1. Cuts to Medicaid (Over $600 billion in the next decade)
2. Cuts to food stamps, known as SNAP ($193 billion over 10 years)
3. Cuts to student loans ($143 billion over 10 years)
4. Cuts to federal worker retirement programs ($63 billion over 10 years)
Mulvaney probably should have added a fifth bullet: Disability programs also get a massive haircut.
Advocates for the poor are stunned at the magnitude of the cuts.
It’s a “reverse Robin Hood agenda,” says the Center on Budget and Policy Priorities. Stealing from the poor and giving to the richest of the rich.
The Trump administration is strongly defending this as a “taxpayer first” budget.
But it’s a mystery whether a typical American family will be any better off under Trump.
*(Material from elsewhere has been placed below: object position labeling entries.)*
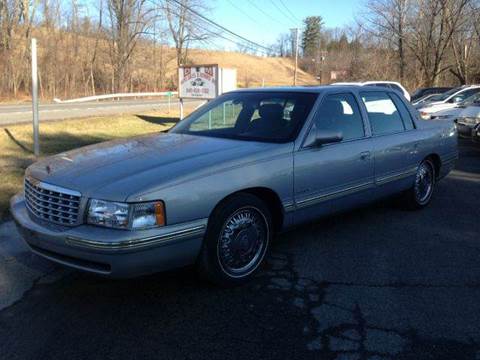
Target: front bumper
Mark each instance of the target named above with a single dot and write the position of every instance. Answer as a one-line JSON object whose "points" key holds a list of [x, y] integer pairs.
{"points": [[465, 130], [110, 252], [476, 133]]}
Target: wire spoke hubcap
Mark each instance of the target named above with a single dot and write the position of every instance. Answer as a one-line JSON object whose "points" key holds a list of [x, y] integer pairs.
{"points": [[423, 183], [242, 242]]}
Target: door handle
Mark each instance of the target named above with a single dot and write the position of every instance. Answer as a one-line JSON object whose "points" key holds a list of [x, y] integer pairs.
{"points": [[365, 155]]}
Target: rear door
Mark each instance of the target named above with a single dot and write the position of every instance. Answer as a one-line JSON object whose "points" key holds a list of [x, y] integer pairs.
{"points": [[395, 141], [330, 176]]}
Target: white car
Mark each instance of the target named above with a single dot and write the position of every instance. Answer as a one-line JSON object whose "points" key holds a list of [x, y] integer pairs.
{"points": [[388, 84], [468, 120], [445, 101], [466, 108]]}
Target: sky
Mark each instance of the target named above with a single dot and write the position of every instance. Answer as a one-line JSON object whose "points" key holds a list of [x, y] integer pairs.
{"points": [[245, 17]]}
The White House has given out only a one-page outline of its tax plan. There’s so little detail that even tax policy experts can’t figure out if the middle class gains or loses. What is known so far is that the wealthy — including Trump himself — would likely pay a lot less in taxes.
Even some on Wall Street are surprised by this budget.
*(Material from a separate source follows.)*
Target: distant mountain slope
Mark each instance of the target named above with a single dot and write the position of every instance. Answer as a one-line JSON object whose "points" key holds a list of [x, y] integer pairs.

“This is the centerpiece of the spending proposal — cuts of nearly $1 trillion over 10 years in Medicaid, food stamps and other anti-poverty programs,” says Greg Valliere, chief strategist at Horzion Investments who writes a daily take on politics.
Trump Voters: You Were Fooled!
Ironically, a substantial number of people on government aid voted for Trump. Seven of the top 10 states with the greatest proportion of their residents on food stamps went for Trump. The critical swing state of Florida was among them.
In addition to food stamps, Trump also slashes Social Security Disability Insurance, a core program to help people who are physically unable to work, and Temporary Assistance to Needy Families, a key welfare program.
“The majority of the benefits go to high-income people,” says Joe Rosenberg, a senior research associate at the Tax Policy Center, a nonpartisan think tank.